I'm un-employed. I had worked for American Freightways as a Dock Jockey and was starting the driver training program they had before FeDEX gobbled them up years ago.
Then, 10yrs ago, trucking seemed stable. Unfortunately I was cut when FedEX streamlined the workforce. I went on to other things. Fast forward to now. I'm having no luck finding work in my career choice and have considered OTR Truck Driving. My father did it and my father-in-law did it. I've been looking over the posts in here and other sources and notice that maybe trucking is not the "magical" job that has been presented to me by a local recuiter I've talked to to get my Company Sponsored CDL training from in the next month or so. I have not started or commited yet, still researching.
My father-in-law re-instated his CDL recently, but he is
repo-ing O/O trucks full time for banks from defaults on truck loans. My father was a full-time trucker, trainer, and Safety trainer for Ryder, National Freight, Penske, and AF until retiring in the mid-1990's from the industry. He told me the best way to gain experience and make yourself marketable is thru Company Training and OTR driving for at least a year for that company. And "keep your nose clean" thru the "hell year" or so.
I'm 38 years old, I'm married, 3yr old daughter, a son on the way, and bills up to my neck. No jobs or prospects in my current field. Hell, I can't even get a job frying hamburgers. The Local Unemployment office cut funding for State Sponsored CDL training this month. So...Company Sponsored CDL training is my only option at this point.
Has the trucking industry really declined that bad? And if so, why are "Starter" Companies avertising like crazy in the mid-eastern US for "Trainees" with "No Experience"?

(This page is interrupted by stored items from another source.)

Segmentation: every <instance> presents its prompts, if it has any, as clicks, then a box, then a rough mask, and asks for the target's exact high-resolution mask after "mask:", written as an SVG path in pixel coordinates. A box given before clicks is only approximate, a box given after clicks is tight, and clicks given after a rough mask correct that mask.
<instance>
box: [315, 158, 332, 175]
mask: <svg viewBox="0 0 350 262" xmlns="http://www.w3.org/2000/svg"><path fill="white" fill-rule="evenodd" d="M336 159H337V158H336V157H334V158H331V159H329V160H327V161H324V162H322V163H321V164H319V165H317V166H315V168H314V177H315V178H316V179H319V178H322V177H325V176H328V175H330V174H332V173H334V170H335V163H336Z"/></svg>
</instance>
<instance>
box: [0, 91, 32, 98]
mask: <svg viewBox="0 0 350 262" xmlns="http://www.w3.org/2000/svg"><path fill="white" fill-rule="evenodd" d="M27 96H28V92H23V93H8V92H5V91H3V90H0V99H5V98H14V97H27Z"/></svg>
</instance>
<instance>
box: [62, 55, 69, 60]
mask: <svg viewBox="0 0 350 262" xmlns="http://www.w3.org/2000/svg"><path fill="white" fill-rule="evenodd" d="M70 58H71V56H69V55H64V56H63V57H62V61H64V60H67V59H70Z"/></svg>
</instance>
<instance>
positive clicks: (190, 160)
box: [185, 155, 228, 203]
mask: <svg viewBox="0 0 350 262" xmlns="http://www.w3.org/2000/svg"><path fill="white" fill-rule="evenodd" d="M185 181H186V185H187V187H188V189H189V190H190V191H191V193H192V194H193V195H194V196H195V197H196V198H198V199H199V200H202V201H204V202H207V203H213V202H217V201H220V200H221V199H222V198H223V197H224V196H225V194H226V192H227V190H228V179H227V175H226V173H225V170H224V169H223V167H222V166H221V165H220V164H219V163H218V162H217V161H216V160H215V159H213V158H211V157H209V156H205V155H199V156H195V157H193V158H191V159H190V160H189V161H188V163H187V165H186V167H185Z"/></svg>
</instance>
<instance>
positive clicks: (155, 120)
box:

I'm confused. When a Company is willing to offer you a job and then Pay for full CDL training for that job that Industry, why would they pay $4k of their money on thousands of trainees to just to let that them sit or get laid-off as soon as they finish training? What is the sense of investment there? According to the posts in here and other sources, trucking is showing a major slow down. I see O/O truckers giving up and defaulting on their trucks. Is the Industry shifting to a "Company-Run" Industry rather than a "Contractor-Run" or "Driver-Run" Industry. And if it is slowing down, why advertise for more workers? Any more experienced insight, aside from what I've observed and researched myself, would be helpful. Thanks.